THE CENTRAL BANK’S term deposit facility (TDF) fetched bids worth P290.223 billion, above the P250-billion offer and P286.038 billion in tenders a week ago.

Tenders for the seven-day debt reached P177.147 billion against the P140 billion auctioned off by the central bank and P154.396 billion in bids last week.

Banks asked for yields of 5.97% to 6.0825%, from 5.955% to 6.09% a week earlier. This caused the average rate of the one-week deposits to slip by 0.98 basis point (bp) to 6.0616%.

Meanwhile, bids for the 14-day term deposits reached P113.076 billion from the P110-billion offer, also above the P131.642 billion in tenders last week.

Accepted rates for the tenor were 6% to 6.125% compared with 6% to 6.12% a week ago. The average rate for the two-week deposits declined by 0.91 bp to 6.092%.

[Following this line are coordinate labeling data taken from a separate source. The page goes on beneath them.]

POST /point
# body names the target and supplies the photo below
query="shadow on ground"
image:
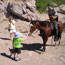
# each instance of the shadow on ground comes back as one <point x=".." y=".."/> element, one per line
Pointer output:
<point x="5" y="55"/>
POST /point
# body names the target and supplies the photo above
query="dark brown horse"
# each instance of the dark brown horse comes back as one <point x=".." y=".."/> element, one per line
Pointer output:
<point x="45" y="30"/>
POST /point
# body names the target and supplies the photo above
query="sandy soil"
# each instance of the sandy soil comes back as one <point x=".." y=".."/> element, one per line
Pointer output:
<point x="54" y="55"/>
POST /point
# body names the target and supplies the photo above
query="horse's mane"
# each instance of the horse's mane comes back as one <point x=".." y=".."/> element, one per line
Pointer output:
<point x="42" y="23"/>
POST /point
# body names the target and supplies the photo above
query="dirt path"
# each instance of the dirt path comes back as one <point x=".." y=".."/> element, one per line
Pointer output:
<point x="54" y="55"/>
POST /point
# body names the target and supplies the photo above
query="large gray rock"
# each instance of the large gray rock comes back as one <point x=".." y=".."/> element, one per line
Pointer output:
<point x="2" y="7"/>
<point x="26" y="10"/>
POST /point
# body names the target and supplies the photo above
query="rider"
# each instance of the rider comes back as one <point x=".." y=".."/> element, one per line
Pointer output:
<point x="53" y="16"/>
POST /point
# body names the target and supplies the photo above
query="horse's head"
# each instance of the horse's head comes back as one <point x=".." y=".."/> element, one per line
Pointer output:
<point x="33" y="26"/>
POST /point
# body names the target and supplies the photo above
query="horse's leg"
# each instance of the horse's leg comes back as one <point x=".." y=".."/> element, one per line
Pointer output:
<point x="44" y="44"/>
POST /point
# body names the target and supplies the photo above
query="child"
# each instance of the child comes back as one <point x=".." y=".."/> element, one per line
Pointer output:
<point x="12" y="29"/>
<point x="17" y="45"/>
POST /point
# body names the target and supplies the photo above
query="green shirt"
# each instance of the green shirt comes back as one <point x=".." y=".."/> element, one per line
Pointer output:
<point x="17" y="42"/>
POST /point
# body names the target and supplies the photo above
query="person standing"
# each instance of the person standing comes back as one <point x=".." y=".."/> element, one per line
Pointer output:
<point x="53" y="16"/>
<point x="12" y="29"/>
<point x="17" y="40"/>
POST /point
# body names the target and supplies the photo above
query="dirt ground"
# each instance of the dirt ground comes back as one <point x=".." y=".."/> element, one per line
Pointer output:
<point x="54" y="55"/>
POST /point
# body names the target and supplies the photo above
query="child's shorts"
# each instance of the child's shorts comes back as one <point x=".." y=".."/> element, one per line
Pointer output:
<point x="12" y="30"/>
<point x="17" y="50"/>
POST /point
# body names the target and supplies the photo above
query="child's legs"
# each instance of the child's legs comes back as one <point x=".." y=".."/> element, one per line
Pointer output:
<point x="17" y="52"/>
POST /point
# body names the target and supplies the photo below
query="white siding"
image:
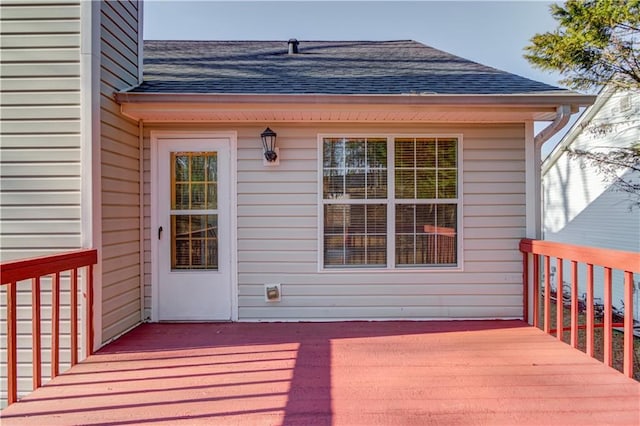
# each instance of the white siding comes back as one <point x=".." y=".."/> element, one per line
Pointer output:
<point x="120" y="168"/>
<point x="278" y="231"/>
<point x="40" y="156"/>
<point x="580" y="208"/>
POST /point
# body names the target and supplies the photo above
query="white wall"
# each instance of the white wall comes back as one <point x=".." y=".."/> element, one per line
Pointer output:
<point x="40" y="157"/>
<point x="579" y="206"/>
<point x="278" y="229"/>
<point x="120" y="171"/>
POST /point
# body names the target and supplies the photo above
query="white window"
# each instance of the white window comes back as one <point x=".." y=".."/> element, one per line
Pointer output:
<point x="390" y="202"/>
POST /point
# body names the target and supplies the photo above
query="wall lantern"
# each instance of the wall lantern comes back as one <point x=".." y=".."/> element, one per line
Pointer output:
<point x="269" y="145"/>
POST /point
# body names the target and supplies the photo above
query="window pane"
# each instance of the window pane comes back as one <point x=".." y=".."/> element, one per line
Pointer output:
<point x="355" y="183"/>
<point x="405" y="153"/>
<point x="194" y="242"/>
<point x="354" y="153"/>
<point x="333" y="186"/>
<point x="197" y="196"/>
<point x="181" y="201"/>
<point x="377" y="219"/>
<point x="426" y="184"/>
<point x="426" y="234"/>
<point x="447" y="156"/>
<point x="212" y="196"/>
<point x="197" y="168"/>
<point x="212" y="168"/>
<point x="426" y="153"/>
<point x="334" y="250"/>
<point x="447" y="184"/>
<point x="181" y="168"/>
<point x="376" y="184"/>
<point x="333" y="153"/>
<point x="377" y="153"/>
<point x="355" y="235"/>
<point x="405" y="184"/>
<point x="335" y="218"/>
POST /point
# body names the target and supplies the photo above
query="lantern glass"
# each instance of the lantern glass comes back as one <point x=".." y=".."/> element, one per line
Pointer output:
<point x="269" y="144"/>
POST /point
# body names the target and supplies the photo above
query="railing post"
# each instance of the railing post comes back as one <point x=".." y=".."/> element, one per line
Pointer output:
<point x="590" y="310"/>
<point x="55" y="325"/>
<point x="608" y="332"/>
<point x="12" y="343"/>
<point x="574" y="304"/>
<point x="628" y="324"/>
<point x="35" y="330"/>
<point x="559" y="298"/>
<point x="74" y="316"/>
<point x="89" y="312"/>
<point x="536" y="290"/>
<point x="525" y="286"/>
<point x="547" y="295"/>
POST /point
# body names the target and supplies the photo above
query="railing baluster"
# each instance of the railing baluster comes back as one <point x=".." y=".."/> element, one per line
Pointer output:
<point x="628" y="324"/>
<point x="525" y="288"/>
<point x="559" y="298"/>
<point x="608" y="331"/>
<point x="34" y="269"/>
<point x="574" y="303"/>
<point x="89" y="312"/>
<point x="590" y="310"/>
<point x="547" y="294"/>
<point x="74" y="316"/>
<point x="12" y="343"/>
<point x="536" y="290"/>
<point x="36" y="333"/>
<point x="55" y="325"/>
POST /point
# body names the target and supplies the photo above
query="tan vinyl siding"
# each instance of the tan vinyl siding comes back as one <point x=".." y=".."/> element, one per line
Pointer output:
<point x="581" y="208"/>
<point x="120" y="172"/>
<point x="39" y="157"/>
<point x="278" y="231"/>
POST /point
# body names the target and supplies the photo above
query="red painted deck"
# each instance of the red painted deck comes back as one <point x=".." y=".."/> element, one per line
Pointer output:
<point x="350" y="373"/>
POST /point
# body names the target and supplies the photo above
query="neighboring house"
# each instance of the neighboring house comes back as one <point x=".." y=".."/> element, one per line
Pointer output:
<point x="70" y="162"/>
<point x="580" y="207"/>
<point x="405" y="176"/>
<point x="400" y="190"/>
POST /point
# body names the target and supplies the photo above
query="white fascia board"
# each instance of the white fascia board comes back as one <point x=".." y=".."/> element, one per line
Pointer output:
<point x="529" y="100"/>
<point x="602" y="98"/>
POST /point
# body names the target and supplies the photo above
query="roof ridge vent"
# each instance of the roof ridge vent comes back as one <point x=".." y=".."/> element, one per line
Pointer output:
<point x="293" y="46"/>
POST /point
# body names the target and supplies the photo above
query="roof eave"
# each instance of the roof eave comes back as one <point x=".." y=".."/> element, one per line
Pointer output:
<point x="541" y="98"/>
<point x="185" y="107"/>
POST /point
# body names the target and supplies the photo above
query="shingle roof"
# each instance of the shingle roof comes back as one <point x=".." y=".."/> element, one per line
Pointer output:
<point x="320" y="67"/>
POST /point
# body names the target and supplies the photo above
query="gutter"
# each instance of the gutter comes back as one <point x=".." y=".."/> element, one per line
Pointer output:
<point x="563" y="113"/>
<point x="526" y="100"/>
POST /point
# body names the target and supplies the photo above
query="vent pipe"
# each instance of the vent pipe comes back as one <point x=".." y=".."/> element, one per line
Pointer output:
<point x="293" y="46"/>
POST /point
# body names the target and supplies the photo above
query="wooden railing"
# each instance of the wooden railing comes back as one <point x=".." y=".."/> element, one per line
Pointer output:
<point x="12" y="272"/>
<point x="536" y="251"/>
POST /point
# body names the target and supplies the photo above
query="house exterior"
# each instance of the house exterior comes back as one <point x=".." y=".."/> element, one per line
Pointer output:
<point x="400" y="190"/>
<point x="579" y="206"/>
<point x="404" y="178"/>
<point x="69" y="160"/>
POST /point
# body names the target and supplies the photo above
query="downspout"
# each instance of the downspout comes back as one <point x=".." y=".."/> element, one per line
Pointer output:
<point x="141" y="219"/>
<point x="533" y="172"/>
<point x="563" y="113"/>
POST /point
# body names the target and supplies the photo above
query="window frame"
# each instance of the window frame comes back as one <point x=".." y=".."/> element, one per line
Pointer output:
<point x="391" y="203"/>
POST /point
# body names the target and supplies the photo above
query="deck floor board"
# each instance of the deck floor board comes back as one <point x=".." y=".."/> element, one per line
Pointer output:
<point x="345" y="373"/>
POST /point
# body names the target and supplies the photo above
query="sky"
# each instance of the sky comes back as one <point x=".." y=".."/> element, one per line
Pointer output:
<point x="493" y="33"/>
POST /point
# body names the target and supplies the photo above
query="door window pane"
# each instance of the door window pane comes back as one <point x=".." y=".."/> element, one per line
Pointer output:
<point x="194" y="242"/>
<point x="194" y="237"/>
<point x="195" y="181"/>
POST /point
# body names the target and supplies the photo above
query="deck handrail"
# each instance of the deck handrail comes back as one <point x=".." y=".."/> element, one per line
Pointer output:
<point x="535" y="251"/>
<point x="14" y="271"/>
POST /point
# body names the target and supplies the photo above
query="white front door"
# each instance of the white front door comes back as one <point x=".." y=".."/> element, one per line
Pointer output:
<point x="193" y="229"/>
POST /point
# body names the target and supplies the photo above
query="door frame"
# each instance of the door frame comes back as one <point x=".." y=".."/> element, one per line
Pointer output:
<point x="232" y="137"/>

The central bank has not auctioned 28-day term deposits for more than four years to give way to its weekly sales of bills with the same tenor. BSP bills are more flexible because they are tradable, unlike TDFs.

The central bank uses the term deposits and 28-day bills to mop up excess liquidity in the financial system and to better guide market rates.

“The BSP TDF average auction yields were again slightly lower for the ninth straight week as BSP Governor Remolona signaled a possible 25-bp rate cut on Dec. 19, but clarified that the decision could either be a rate cut or a pause, depending on economic data, Michael L. Ricafort, chief economist at Rizal Commercial Banking Corp., said in a Viber message.

Central bank Governor Eli M. Remolona, Jr. on Tuesday said the central bank is still in its easing cycle.

The Monetary Board could deliver another rate cut either at its December meeting or the meeting after, he said.

The BSP has cut borrowing costs by 50 bps since it started its rate-cutting cycle in August.

The Monetary Board made a 25-bp cut at its meetings in August and October, bringing the benchmark to 6%.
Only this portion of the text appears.